«C'est sans doute le dernier obstacle don't m'a parlé le Corbeau, dît Henri. Puisque j'ai franchi tous les autres avec le secours de la bonne fée Bienfaisante, elle m'aidera bien certainement à surmonter celui-ci. C'est elle qui m'a envoyé le Coq et le Corbeau, ainsi que le petit Vieillard, le Géant et le Loup. Je vais attendre qu'il lui plaise de m'aider cette dernière fois.»
En disant ces mots, Henri se mit à longer le fossé dans l'espoir d'en trouver la fin; il marcha pendant deux jours, au bout desquels il se retrouva a la même place d'où il était parti.
Henri ne s'affligea pas, ne se découragea pas; il s'assit au bord du fossé et dit:
«Je ne bougerai pas d'ici jusqu'à ce que le génie de la montagne m'ait fait passer ce fossé.»
A peine eut-il dit ces mots, qu'il vit devant lui un énorme Chat qui se mit à miauler si épouvantablement, que Henri en fut étourdi. Le Chat lui dit:
«Que viens-tu faire ici? Sais-lu que je pourrais te mettre en pièces d'un coup de griffe?
—Je n'en doute pas, Monseigneur le Chat, mais vous ne le voudrez pas faire quand vous saurez que je viens chercher la plante de vie pour sauver ma pauvre maman qui se meurt. Si vous voulez bien me permettre de passer votre fossé, je suis prêt à faire tout ce qu'il vous plaira de me commander.
—En vérité? dit le Chat. Écoute: ta figure me plaît; si tu peux me pêcher tous les poissons qui vivent dans ce fossé; si tu peux, après les avoir pêchés, me les faire cuire ou me les saler, je te ferai passer de l'autre côté, foi de Chat. Tu trouveras ce qu'il te faut ici près sur le sable. Quand tu auras fini, appelle-moi.»
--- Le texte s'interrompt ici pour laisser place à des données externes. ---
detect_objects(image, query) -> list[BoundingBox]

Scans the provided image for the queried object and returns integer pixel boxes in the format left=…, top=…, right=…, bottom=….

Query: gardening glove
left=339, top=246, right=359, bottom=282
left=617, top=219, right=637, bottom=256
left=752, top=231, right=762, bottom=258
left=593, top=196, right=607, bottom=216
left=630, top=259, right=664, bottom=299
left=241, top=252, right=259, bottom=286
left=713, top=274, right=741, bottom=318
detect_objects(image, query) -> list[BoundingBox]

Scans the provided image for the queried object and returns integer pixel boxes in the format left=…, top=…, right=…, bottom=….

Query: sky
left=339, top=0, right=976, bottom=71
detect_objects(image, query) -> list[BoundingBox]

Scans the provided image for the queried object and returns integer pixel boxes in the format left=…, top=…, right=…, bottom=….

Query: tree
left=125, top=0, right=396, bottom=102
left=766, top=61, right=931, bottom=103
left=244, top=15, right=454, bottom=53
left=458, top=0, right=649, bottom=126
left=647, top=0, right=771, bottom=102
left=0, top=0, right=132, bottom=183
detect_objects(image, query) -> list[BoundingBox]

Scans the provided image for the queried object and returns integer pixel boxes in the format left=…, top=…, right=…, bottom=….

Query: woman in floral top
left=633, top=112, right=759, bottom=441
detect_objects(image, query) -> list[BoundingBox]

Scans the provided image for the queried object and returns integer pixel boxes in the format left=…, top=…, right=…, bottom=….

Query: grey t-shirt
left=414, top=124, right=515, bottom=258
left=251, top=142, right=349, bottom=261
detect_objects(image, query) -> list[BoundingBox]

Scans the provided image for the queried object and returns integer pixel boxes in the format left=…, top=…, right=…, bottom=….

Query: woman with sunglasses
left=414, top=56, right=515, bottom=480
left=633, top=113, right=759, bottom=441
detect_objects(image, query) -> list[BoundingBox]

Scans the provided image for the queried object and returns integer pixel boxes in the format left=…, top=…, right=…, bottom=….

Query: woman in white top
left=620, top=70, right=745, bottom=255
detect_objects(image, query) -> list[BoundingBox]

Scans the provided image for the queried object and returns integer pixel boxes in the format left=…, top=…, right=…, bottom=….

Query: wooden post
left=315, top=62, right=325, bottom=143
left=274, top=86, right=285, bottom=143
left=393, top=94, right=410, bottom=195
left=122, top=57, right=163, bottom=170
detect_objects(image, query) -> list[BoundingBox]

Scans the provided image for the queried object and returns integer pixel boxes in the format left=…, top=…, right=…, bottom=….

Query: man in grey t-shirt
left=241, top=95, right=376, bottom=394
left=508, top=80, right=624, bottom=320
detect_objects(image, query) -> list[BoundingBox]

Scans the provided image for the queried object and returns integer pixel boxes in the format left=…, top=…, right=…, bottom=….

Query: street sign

Henri fit quelques pas et vit à terre des filets, des lignes, des hameçons. Il prit un filet, pensant que d'un coup il prendrait beaucoup de poissons, et que cela irait plus vite qu'avec la ligne. Il jeta donc le filet, le retira avec précaution: il n'y avait rien. Désappointé, Henri pensa qu'il s'y était mal pris; il rejeta le filet, tira doucement: rien encore. Henri était patient; il recommença pendant dix jours sans attraper un seul poisson. Alors il laissa le filet et jeta la ligne.
Il attendit une heure, deux heures: aucun poisson ne mordit à l'hameçon. Il changea de place jusqu'à ce qu'il eut fait le tour du fossé; il ne prit pas un seul poisson; il continua pendant quinze jours. Ne sachant que faire, il pensa à la fée Bienfaisante, qui l'abandonnait à la fin de son entreprise, et s'assit tristement en regardant le fossé, lorsque l'eau se mit à bouillonner, et il vît paraître la tête d'une Grenouille.